Joshua Taylor · Accepted Answer · 2013-09-12T12:30:44.680

17

I'm not much of a Haskell-er, but this seems like you've just coded up something sort of like¹ Russell's paradox. Aren't you asking for a list s whose elements are those that are in x, but not in s?

s = [e | e <- [1,1,2,3,4], not (e `elem` s)]

So, consider what happens when you try to ask for the first element of s. Well, the first element from e is 1, so 1 will be the first element of s if not (1 `elem` s). Well, is (1 `elem` s)? We can check by iterating over the elements of s and seeing if 1 appeared. Well, let's start with the first element of s…

In general suppose that some n is an element of s.
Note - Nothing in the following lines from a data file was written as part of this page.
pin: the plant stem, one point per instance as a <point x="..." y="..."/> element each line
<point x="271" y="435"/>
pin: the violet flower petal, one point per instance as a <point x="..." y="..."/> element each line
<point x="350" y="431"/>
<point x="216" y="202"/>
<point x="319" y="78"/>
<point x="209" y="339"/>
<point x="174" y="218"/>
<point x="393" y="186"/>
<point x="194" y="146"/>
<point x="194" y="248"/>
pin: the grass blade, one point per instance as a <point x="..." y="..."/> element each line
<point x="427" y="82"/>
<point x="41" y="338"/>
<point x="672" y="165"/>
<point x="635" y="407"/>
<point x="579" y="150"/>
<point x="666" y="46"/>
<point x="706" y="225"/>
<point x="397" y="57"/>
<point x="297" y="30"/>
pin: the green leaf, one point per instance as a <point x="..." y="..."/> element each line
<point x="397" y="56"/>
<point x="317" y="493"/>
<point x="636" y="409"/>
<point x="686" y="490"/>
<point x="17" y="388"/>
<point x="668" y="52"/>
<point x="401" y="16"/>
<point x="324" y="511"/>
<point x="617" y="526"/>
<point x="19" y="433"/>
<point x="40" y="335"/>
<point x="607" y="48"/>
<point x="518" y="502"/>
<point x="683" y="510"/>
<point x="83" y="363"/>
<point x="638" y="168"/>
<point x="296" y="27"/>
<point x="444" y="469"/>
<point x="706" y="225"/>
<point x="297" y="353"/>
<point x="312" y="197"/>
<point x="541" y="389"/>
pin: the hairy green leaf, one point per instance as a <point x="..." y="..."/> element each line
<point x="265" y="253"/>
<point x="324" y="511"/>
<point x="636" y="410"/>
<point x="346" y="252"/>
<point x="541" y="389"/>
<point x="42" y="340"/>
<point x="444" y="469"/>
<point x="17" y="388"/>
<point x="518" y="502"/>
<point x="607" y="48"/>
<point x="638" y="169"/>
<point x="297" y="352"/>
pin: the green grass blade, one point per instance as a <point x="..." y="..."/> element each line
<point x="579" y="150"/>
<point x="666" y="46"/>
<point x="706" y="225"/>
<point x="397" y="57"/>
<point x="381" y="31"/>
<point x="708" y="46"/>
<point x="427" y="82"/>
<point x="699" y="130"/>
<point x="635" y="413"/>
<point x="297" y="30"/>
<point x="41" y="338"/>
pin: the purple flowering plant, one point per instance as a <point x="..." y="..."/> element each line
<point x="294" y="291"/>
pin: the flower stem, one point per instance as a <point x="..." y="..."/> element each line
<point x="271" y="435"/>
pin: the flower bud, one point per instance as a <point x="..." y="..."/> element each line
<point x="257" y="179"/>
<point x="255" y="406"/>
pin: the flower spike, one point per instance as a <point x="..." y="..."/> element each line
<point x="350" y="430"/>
Then what must be true? n must be an element of x (easy to check), and also not an element of s. But we supposed that it was an element of s. This is a contradiction. Therefore, no n can be an element of s, so s must be the empty list. Unfortunately, the Haskell compiler isn't doing the proof that we just did, it's trying to programmatically compute the elements of s.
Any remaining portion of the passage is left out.